Before that however, the Queens Park Rangers defender will be interviewed by officials from the Football Association's governance and regulation department later on Friday after QPR lodged an official complaint to the FA about Terry's alleged remarks.
The Metropolitan Police are also involved in the case after receiving an anonymous complaint about the incident which came to light when footage of Terry apparent insult was posted on a social website.
Terry has strongly denied the allegations.
Speaking for the first time to British media since the incident during last Sunday's Premier League game in which QPR beat Chelsea 1-0, Ferdinand said: "It has been a crazy week, but I am not going to let any of this affect my game. I am looking forward to Sunday's game and am fully focused on football.
"I'd like to thank players like [Blackburn's] Jason Roberts for the support they have given me," he added.
"Not just professionals at other clubs but my team-mates at QPR. People have also been stopping me in the street and talking to me but when you are in the public eye that happens every day of the week.

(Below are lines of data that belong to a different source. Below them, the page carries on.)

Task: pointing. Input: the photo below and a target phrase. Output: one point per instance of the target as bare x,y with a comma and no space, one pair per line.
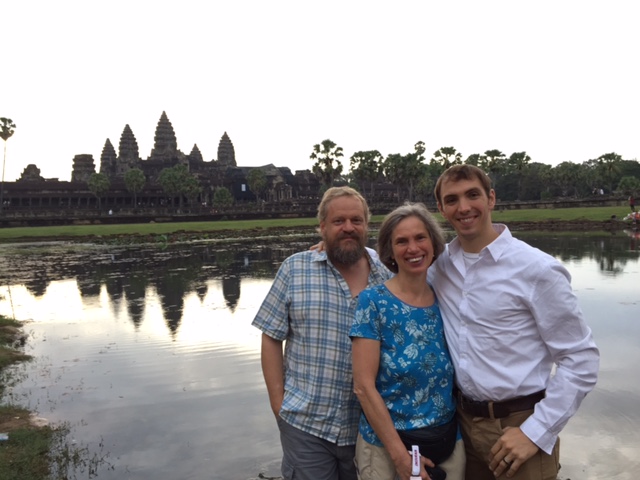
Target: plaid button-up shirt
310,307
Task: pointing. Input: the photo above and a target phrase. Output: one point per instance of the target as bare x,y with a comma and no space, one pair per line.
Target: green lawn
528,215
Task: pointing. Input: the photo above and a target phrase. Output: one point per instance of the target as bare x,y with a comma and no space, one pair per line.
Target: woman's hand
319,247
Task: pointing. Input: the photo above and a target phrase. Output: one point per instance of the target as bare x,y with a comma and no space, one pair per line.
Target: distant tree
98,184
516,168
629,185
222,197
566,177
257,181
476,160
327,156
406,170
365,167
7,128
446,157
609,168
134,180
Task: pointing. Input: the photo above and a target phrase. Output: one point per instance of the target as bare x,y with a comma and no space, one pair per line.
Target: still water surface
150,356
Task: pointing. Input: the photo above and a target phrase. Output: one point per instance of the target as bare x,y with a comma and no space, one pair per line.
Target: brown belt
497,409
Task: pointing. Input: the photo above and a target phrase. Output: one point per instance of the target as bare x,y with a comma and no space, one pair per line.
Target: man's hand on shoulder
511,450
318,247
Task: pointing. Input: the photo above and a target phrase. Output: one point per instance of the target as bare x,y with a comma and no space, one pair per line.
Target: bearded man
310,308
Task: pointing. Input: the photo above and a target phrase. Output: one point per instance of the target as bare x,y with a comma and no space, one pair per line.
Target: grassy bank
213,229
34,450
24,454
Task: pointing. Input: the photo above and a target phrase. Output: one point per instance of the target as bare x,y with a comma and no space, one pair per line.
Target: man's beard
345,256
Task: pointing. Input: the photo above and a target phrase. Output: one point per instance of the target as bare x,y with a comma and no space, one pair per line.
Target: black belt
497,409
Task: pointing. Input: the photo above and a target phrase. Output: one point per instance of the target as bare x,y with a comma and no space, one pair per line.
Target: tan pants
480,434
374,463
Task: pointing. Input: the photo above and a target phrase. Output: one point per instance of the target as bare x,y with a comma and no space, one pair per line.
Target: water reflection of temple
129,277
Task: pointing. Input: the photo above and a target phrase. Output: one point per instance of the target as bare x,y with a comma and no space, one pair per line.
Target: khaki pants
480,434
374,463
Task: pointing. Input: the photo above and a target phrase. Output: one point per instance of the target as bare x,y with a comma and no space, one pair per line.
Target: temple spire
165,144
108,160
226,152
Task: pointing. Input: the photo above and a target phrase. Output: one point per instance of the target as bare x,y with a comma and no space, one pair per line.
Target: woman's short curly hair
391,221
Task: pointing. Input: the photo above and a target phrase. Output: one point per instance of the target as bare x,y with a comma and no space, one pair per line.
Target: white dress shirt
508,319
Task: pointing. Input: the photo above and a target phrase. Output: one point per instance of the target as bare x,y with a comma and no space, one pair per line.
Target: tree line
515,177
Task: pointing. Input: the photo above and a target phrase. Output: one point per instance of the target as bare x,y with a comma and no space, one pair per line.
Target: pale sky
557,79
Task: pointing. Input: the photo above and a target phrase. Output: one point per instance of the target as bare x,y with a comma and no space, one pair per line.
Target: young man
510,316
311,307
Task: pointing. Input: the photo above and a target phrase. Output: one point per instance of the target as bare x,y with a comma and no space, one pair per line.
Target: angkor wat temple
31,192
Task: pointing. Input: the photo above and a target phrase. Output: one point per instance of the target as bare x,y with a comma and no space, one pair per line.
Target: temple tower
108,160
129,155
226,152
165,145
83,168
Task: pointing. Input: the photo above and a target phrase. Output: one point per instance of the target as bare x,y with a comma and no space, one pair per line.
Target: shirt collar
495,249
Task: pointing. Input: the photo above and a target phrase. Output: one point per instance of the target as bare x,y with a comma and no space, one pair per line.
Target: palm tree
7,127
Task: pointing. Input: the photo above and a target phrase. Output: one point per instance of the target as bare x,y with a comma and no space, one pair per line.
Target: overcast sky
557,79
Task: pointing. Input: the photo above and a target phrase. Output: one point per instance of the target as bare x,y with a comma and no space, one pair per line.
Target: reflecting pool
148,353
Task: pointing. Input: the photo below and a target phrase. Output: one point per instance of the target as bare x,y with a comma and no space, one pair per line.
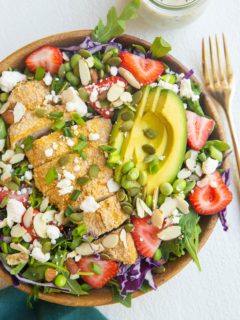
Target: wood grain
103,296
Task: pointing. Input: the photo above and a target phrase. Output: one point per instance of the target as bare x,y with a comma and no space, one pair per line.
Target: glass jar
171,13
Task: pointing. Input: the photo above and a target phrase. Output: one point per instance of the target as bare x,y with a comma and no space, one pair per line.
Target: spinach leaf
75,288
115,25
191,231
160,47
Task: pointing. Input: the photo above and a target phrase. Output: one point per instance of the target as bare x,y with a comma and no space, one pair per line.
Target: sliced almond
182,205
40,225
129,77
168,206
184,174
17,231
157,218
169,233
110,241
28,217
84,72
114,92
19,247
17,258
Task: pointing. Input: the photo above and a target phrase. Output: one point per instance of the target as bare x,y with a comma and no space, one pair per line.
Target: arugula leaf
127,301
115,25
160,47
191,231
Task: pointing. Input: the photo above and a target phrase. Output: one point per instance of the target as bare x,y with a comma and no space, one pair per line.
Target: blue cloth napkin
13,306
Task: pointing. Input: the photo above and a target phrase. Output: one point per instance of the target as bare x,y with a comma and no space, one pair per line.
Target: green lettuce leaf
160,47
115,25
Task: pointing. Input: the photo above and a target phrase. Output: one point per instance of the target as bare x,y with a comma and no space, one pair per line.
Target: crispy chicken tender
124,251
30,93
109,216
37,155
97,187
31,125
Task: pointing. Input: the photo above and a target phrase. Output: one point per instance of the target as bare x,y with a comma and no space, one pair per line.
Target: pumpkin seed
114,61
128,115
85,53
148,149
142,179
129,227
76,217
93,171
150,133
137,96
64,160
121,195
82,180
126,126
133,192
127,209
106,56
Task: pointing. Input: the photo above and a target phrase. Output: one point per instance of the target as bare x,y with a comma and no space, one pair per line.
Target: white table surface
213,293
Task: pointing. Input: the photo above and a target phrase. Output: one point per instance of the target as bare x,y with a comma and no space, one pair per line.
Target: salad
107,165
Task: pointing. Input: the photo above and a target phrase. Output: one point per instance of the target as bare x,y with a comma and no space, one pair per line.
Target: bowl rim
103,296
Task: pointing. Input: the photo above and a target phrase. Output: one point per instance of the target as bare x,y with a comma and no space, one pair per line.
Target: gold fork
220,84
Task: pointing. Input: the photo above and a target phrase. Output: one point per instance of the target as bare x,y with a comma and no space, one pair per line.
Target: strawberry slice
211,198
101,89
199,129
144,70
145,236
13,195
108,270
50,58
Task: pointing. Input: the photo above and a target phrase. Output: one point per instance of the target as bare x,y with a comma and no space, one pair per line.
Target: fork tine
228,66
204,65
214,73
221,76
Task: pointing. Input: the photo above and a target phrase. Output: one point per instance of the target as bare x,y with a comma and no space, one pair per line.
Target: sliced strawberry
109,269
50,58
101,88
211,198
199,129
144,70
145,236
13,195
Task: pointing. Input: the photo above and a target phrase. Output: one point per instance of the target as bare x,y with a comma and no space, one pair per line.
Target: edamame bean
142,179
215,153
157,255
161,199
75,81
75,60
127,166
166,188
179,185
133,174
149,201
60,281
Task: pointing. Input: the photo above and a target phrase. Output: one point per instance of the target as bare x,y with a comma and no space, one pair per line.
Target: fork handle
234,139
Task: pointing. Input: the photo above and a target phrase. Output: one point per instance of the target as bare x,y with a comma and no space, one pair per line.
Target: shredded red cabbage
131,277
188,74
223,214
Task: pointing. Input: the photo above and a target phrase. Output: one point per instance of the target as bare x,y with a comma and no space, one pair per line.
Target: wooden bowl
103,296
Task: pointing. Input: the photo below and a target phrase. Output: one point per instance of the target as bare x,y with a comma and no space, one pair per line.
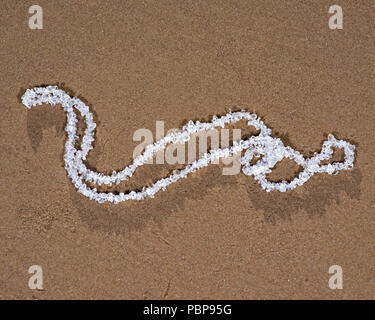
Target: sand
210,236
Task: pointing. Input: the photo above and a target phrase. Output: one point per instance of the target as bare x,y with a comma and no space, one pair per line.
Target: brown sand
210,236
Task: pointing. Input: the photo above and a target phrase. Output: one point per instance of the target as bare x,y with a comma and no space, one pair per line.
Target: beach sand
210,236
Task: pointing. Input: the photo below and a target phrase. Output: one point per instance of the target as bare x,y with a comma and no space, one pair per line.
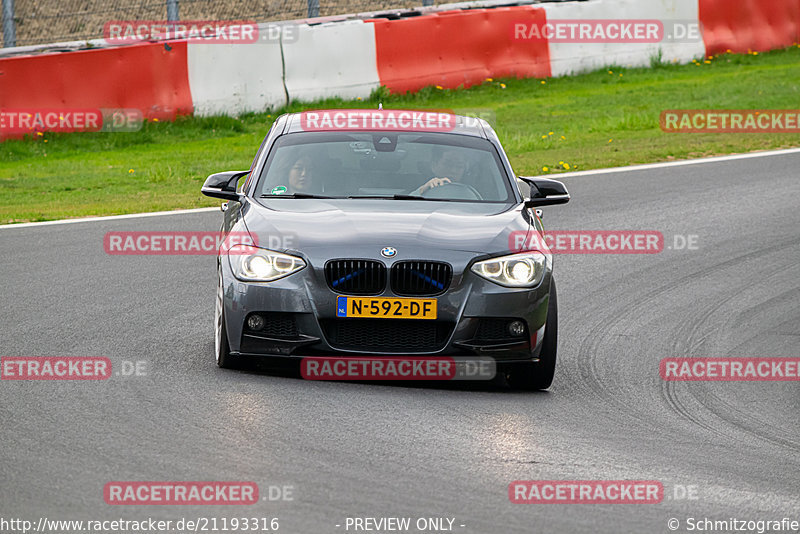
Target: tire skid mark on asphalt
707,400
591,373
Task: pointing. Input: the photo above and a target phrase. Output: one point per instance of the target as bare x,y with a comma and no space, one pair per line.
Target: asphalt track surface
378,450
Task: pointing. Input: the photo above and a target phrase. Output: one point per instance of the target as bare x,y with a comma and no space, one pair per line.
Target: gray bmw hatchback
386,233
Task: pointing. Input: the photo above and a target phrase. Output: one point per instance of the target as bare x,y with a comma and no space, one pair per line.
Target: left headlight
254,264
516,270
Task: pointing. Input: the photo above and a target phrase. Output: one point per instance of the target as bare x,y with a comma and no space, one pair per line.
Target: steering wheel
453,190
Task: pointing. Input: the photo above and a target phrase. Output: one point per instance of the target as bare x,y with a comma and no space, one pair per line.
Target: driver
449,167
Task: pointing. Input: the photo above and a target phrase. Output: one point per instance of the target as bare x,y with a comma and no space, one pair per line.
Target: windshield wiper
399,197
296,195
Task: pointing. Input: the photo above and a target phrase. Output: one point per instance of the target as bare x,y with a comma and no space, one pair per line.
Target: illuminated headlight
516,270
260,265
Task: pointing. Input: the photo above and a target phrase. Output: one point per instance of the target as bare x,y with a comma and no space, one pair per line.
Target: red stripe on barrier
746,25
151,77
454,48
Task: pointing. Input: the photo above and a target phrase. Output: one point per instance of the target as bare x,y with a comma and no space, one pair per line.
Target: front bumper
300,314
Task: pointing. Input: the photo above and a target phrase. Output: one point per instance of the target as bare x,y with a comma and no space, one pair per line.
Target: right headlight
255,264
515,270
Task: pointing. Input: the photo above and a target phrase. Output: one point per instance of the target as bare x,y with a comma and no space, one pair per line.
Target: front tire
532,376
222,349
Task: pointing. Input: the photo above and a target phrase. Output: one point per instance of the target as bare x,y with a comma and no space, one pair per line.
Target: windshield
407,166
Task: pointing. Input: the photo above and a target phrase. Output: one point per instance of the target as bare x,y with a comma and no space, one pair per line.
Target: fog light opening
516,328
255,322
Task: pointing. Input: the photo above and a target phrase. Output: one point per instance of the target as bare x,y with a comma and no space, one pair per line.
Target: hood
363,227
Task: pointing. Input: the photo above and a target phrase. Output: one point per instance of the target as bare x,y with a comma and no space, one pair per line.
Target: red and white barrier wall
350,58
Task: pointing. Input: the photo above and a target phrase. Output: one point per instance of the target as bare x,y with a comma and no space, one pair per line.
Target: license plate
386,308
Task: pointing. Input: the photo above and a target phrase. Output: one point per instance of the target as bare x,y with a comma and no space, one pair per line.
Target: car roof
366,120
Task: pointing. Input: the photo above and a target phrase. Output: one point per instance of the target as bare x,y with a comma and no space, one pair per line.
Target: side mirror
223,185
546,192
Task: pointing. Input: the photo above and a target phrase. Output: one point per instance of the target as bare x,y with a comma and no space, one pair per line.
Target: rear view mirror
545,192
223,185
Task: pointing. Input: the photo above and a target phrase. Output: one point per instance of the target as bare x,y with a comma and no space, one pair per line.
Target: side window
244,185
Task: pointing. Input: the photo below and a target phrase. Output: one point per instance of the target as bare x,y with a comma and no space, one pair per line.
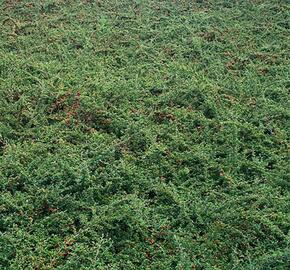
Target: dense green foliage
144,134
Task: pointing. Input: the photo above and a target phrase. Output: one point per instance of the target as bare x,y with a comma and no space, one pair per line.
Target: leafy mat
144,134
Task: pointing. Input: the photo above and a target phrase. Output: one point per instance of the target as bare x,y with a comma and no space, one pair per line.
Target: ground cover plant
144,134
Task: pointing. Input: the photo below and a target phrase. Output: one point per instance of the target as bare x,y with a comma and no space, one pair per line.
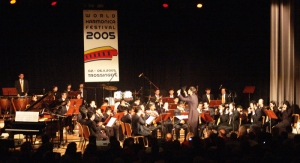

"Of course its been a bit more strenuous this week but its when people don't want to talk to you or take your picture that you have a problem," said the younger brother of Rio Ferdinand, Terry's long-term partner in the England defence.
"Has it been the craziest week of my life?" Ferdinand added.
"There's been other situations, but it's certainly up there. But these types of situations are what make you."
Chelsea manager Andre Villas-Boas has said the club totally back Terry's denials of any claims of racial abuse.